Die Zeiten für klassische Gewerbeausstellungen sind härter geworden. Die Muba in Basel fand im Februar zum letzten Mal statt und auch die Züspa in Zürich und die Comptoir Suisse in Lausanne sind Geschichte. Die traditionellen Konsumgütermessen entsprächen gerade in städtischen Gebieten nicht mehr den Erwartungen der Aussteller und des Publikums, begründete die MHC Group das Aus der drei Messen.

Auf dem Land haben es Gewerbeausstellungen zwar noch einfacher. Aber auch hier spürt man zum einen die Konkurrenz durch das Internet, zum anderen den Druck, unter dem die Betriebe heute stehen. So findet die Expo 2019 in Rheinfelden im Mai mit rund 120 statt der erwarteten 130 bis 150 Aussteller statt. «Gerade für die kleineren Betriebe ist es aufwendig, sich an der Expo zu präsentieren, braucht es doch personelle Ressourcen, die dann dem Betrieb temporär nicht zur Verfügung stehen», sagte OK-Präsident Raymond Keller bei der Einwasserung des Expo-Wasserrades Mitte März. Zudem sei es auch eine Kostenfrage, sich an der Expo zu präsentieren. Ein Stand kostet zwischen 5000 und 25'000 Franken.

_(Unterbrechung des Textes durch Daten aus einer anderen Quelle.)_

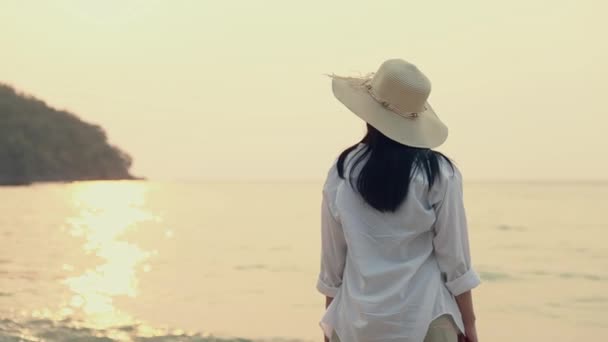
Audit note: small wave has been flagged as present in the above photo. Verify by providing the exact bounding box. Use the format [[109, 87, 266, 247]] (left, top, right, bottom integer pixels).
[[0, 318, 302, 342]]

Ähnliche Erfahrungen hat man auch in Frick gemacht. Hier fand die letzte Expo 2017 statt. «Sie war ein Erfolg», blickt OK-Präsident Bernhard Stöckli zurück. Man habe überwiegend positive Rückmeldungen erhalten. Allerdings machte auch in Frick die Entwicklung der Teilnehmer Sorgen. Stellten 2011, als das neue Weltenkonzept lanciert wurde, noch rund 110 Betriebe aus, waren es drei Jahre später noch knapp 100 Unternehmen. 2017 sank die Zahl der Aussteller nochmals um zehn Prozent auf rund 90.

Die Gründe für diese Entwicklung seien vielfältig, sagt Stöckli. Einer ist die Konkurrenz durch das Internet. Ein zweiter sind die finanziellen und personellen Ressourcen. «Gerade Firmen aus dem Detailhandel müssen heute jeden Franken zweimal umdrehen», weiss der Landschaftsarchitekt. Da überlege man sich doppelt gut, wo man die Werbefranken investiere.

Auch in Frick müssen die Aussteller mit Kosten von 12'000 bis 30'000 Franken pro Welt rechnen. Das macht durchschnittlich pro Aussteller 3500 Franken. Hinzu kommen die personellen und finanziellen Ressourcen, die er für den Bau der Ausstellungswelt braucht. Zum Rückgang der Ausstellerzahlen trug zudem bei, dass es zwar immer neue Firmen gibt, andere aber vom Markt verschwinden. «Rund 50 Prozent des Rückgangs sind jeweils auf Firmenaufgaben zurückzuführen», so Stöckli.

Neues Konzept gefragt

Die Fricker Expo-Macher reagieren nun auf diese Entwicklung. «Wir wollen etwas ändern, bevor wir müssen», sagt Stöckli. Deshalb findet die nächste Gewerbeausstellung nicht 2020 statt, wie es der Dreijahresrhythmus insinuieren würde, sondern erst ein Jahr später. «Wir wollen ein komplett neues Konzept aufstellen, und das braucht Zeit», erklärt Stöckli. Er lacht. «Die Fricker Ausstellung hat immer davon gelebt, dass sie etwas anders ist – und dem bleiben wir treu.» Will heissen: Das Weltenkonzept, das die Fricker Expo-Macher vor neun Jahren als Innovation eingeführt haben, ist in dieser Form Geschichte; eine neue Welt wird sich auftun.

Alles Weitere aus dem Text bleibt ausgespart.